-
Notifications
You must be signed in to change notification settings - Fork 458
Description
Hi team,
I am running experiments on overlapping communication and GEMM with atomic gemm.
I am using 8 H100 GPUs, DGX,
I am using the following command to run the docker container, I am using nvcr.io/nvidia/pytorch:25.06-py3
docker run --gpus all --rm --network=host --ipc=host --ulimit memlock=-1 --ulimit stack=67108864 -it -v "$HOME/workspace:/workspace" nvcr.io/nvidia/pytorch:25.06-py3
Then I uninstall the existing TE package and installed release_v2.4 in the container.

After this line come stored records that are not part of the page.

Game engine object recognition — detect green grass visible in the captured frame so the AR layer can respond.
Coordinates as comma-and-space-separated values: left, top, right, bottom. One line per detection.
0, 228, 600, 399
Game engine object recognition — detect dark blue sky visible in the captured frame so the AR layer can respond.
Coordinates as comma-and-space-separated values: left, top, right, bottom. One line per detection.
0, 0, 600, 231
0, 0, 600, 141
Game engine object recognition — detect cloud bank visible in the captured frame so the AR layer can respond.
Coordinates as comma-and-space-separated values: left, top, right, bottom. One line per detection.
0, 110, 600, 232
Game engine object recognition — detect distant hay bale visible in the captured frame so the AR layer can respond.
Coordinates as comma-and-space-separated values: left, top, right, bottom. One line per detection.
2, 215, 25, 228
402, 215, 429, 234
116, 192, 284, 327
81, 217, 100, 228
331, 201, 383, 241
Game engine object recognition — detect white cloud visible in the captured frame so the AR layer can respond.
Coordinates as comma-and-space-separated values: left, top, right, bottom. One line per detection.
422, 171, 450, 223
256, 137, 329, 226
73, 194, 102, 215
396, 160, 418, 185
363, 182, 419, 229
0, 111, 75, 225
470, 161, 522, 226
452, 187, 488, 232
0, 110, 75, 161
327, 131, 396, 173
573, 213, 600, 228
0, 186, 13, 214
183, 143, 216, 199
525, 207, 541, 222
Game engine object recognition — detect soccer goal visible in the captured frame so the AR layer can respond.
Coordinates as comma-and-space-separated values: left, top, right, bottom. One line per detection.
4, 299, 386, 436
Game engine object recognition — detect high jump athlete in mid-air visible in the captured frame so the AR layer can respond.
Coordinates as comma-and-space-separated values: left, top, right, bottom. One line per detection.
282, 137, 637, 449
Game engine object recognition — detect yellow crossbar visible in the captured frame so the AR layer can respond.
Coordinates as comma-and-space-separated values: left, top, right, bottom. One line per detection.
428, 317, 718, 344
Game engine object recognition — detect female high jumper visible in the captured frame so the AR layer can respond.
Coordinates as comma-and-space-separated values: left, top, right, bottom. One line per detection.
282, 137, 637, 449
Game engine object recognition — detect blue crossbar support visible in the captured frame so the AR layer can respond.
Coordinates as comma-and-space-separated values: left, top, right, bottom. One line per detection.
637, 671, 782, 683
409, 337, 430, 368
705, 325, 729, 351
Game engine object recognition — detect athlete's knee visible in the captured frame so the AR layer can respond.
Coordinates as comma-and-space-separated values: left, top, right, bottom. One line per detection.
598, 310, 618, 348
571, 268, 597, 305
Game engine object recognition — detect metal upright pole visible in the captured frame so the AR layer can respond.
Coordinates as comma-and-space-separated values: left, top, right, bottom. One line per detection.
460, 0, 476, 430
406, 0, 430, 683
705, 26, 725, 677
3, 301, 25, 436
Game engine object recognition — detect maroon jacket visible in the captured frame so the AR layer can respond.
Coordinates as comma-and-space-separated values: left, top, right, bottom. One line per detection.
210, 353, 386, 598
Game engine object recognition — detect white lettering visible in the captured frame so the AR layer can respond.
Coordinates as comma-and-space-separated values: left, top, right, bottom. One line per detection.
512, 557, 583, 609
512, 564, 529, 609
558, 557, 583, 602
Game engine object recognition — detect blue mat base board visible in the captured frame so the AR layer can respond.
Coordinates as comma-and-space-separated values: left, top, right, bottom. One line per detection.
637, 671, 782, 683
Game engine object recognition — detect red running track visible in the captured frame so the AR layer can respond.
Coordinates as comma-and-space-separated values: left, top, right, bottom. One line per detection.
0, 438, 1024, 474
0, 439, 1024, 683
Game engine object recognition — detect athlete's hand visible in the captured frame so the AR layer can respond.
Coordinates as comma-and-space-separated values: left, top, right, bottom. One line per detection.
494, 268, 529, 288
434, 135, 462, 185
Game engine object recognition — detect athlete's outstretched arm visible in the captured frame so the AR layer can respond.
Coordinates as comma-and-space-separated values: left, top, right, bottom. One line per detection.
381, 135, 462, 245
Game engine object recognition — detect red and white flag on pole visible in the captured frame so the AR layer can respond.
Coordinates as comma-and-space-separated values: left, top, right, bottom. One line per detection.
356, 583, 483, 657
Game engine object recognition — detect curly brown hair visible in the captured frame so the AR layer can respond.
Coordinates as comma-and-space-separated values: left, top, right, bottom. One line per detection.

pip uninstall -y transformer-engine
git clone --branch release_v2.4 --recursive https://github.com/NVIDIA/TransformerEngine.git
export NVTE_FRAMEWORK=pytorch
export CUDA_DEVICE_MAX_CONNECTIONS=1
MPI_HOME=/usr/local/mpi NVTE_WITH_USERBUFFERS=1 pip3 install --no-build-isolation -e .
I changed the default configuration to "atomic_gemm": True in the following line:
default_cfg = { |
and also changed to use ring_exchange for all layers by changing the methods while leaving the bulks as is:
"ring_exchange": ["qkv_fprop", "fc1_fprop", "proj_dgrad", "fc2_dgrad", "proj_fprop", "fc2_fprop"],
"pipeline": [],
"bulk": ["qkv_dgrad", "qkv_wgrad", "fc1_dgrad", "fc1_wgrad"],
methods = { |
Then, when I run the te_layer_with_overlap.py in examples/pytorch/comm_gemm_overlap with the following command:
torchrun --nproc-per-node=8 te_layer_with_overlap.py --fp8 --debug
the forward hangs and never stops. I suspect there is an deadlock issue with producer and consumer in the atomic gemm.
I suspect the atomic gemm is only supported with fp8. Are there some configuration missing from my side to run Atomic GEMM with FP8, or this feature is not ready yet? Thank you.